5.4 The author rejects that his discriminatory taxation was negligible, as the extra amount of tax paid by him totaled some 450 US$ in 2000. Unjustified distinctions were unacceptable, even if their financial impact was limited. Nor should distinctions in the field of tax law be accepted more easily than in other fields of legislation, bearing in mind the Committee's jurisprudence that article 26 prohibits discrimination in any field regulated and protected by public authorities.
Issues and proceedings before the Committee
6.1 Before considering any claim contained in a communication, the Human Rights Committee must, in accordance with rule 93 of its rules of procedure, decide whether or not the communication is admissible under the Optional Protocol to the Covenant.
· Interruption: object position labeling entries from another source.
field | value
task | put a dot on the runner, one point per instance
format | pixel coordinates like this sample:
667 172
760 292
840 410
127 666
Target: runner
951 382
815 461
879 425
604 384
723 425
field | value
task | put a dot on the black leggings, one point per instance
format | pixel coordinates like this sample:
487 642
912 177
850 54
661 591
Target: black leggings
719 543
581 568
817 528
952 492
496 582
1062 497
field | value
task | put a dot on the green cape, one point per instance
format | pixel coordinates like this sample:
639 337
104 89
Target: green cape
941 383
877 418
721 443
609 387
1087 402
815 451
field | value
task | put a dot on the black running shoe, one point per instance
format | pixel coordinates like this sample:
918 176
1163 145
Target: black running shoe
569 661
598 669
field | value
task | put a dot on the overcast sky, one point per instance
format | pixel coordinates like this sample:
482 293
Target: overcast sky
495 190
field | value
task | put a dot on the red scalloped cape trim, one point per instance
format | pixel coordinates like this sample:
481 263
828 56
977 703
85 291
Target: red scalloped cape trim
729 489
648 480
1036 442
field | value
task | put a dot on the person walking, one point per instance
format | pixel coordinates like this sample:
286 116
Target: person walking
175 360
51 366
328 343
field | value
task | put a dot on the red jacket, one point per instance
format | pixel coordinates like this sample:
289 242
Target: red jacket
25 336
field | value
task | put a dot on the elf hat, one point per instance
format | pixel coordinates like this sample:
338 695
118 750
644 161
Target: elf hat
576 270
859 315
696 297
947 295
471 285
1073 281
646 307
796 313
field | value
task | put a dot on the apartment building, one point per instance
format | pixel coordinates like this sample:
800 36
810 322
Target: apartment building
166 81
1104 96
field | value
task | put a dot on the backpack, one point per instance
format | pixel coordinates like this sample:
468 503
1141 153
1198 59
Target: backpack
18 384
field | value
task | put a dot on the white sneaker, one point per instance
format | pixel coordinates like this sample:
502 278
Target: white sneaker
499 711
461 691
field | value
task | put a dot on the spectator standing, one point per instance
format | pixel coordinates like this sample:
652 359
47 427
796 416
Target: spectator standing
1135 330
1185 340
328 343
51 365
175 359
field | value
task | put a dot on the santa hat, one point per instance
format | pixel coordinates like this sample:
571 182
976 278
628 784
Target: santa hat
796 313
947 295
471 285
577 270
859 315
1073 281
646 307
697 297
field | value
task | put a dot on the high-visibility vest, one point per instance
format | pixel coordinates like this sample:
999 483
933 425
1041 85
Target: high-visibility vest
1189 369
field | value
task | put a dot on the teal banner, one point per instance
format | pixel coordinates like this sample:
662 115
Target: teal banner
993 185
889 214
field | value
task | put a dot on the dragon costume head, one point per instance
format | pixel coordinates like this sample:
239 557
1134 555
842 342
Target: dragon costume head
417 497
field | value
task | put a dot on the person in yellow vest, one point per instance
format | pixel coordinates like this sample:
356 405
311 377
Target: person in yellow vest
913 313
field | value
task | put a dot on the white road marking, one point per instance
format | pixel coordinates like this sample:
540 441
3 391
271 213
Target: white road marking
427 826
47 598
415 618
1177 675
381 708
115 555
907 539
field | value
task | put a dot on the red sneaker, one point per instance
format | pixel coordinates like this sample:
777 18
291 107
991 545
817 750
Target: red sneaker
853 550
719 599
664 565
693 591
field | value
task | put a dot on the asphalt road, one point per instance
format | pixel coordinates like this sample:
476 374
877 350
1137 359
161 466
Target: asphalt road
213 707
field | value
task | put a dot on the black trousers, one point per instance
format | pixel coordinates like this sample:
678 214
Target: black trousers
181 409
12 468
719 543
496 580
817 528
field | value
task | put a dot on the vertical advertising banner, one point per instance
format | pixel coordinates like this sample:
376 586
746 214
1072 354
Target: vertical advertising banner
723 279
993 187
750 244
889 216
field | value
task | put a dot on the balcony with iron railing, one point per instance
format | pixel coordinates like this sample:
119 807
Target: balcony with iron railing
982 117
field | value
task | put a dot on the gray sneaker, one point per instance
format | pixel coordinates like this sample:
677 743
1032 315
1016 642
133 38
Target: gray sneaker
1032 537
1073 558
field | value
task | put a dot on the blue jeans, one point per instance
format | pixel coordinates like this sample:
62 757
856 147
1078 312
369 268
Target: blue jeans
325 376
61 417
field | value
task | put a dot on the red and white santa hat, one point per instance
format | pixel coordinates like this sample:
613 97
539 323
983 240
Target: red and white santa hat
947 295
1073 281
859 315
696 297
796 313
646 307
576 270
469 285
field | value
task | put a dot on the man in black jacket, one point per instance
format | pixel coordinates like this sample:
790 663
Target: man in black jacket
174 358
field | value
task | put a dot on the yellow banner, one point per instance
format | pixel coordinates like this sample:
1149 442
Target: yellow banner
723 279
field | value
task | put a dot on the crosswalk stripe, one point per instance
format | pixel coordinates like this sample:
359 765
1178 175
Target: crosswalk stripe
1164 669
6.2 With regard to the author's claim that the increase of his taxable income by four percent of the catalogue price of the company car used by him, merely because his private use of the car exceeded 1,000 kilometers, was discriminatory, in violation of article 26 of the Covenant, the Committee considers that the author has not substantiated how his different treatment was based on one of the prohibited grounds of discrimination enumerated in article 26, or on any comparable "other status" referred to in that article. (4) Consequently, this part of the communication is inadmissible under article 2 of the Optional Protocol.
6.3 With regard to the alleged absence of an effective remedy, the Committee recalls that for purposes of the Optional Protocol, article 2 of the Covenant can only be invoked in conjunction with a substantive Covenant right. It notes that the author invoked article 2, paragraph 3, in conjunction with article 26 of the Covenant. However, his claim under article 26 being inadmissible because of the failure of the author to establish its applicability, it follows that his claim under article 26, read in conjunction with article 2, paragraph 3, is likewise inadmissible. The Committee therefore concludes that this part of the communication is inadmissible ratione materiae under article 3 of the Optional Protocol.
7. Accordingly, the Human Rights Committee decides:
a) That the communication is inadmissible under articles 2 and 3 of the Optional Protocol;
b) That this decision shall be communicated to the State party and to the author.
[Adopted in English, French and Spanish, the English text being the original version. Subsequently to be issued also in Arabic, Chinese and Russian as part of the Committee's annual report to the General Assembly.]
* The following members of the Committee participated in the examination of the present communication: Mr. Abdelfattah Amor, Mr. Nisuke Ando, Mr. Prafullachandra Natwarlal Bhagwati, Mr. Alfredo Castillero Hoyos, Ms. Christine Chanet, Mr. Maurice Glèlè Ahanhanzo, Mr. Edwin Johnson, Mr. Walter Kälin, Mr. Ahmed Tawfik Khalil, Mr. Rajsoomer Lallah, Mr. Michael O'Flaherty, Ms. Elisabeth Palm, Sir Nigel Rodley, Mr. Ivan Shearer, Mr. Hipólito Solari-Yrigoyen, Ms. Ruth Wedgwood and Mr. Roman Wieruszewski.
3. The author refers to the European Court's jurisprudence in Auerbach v. The Netherlands, Application No. 45600/99, Decision on admissibility adopted on 29 January 2002 and Arends v. The Netherlands, Application No. 45618/99, Decision on admissibility adopted on 29 January 2002.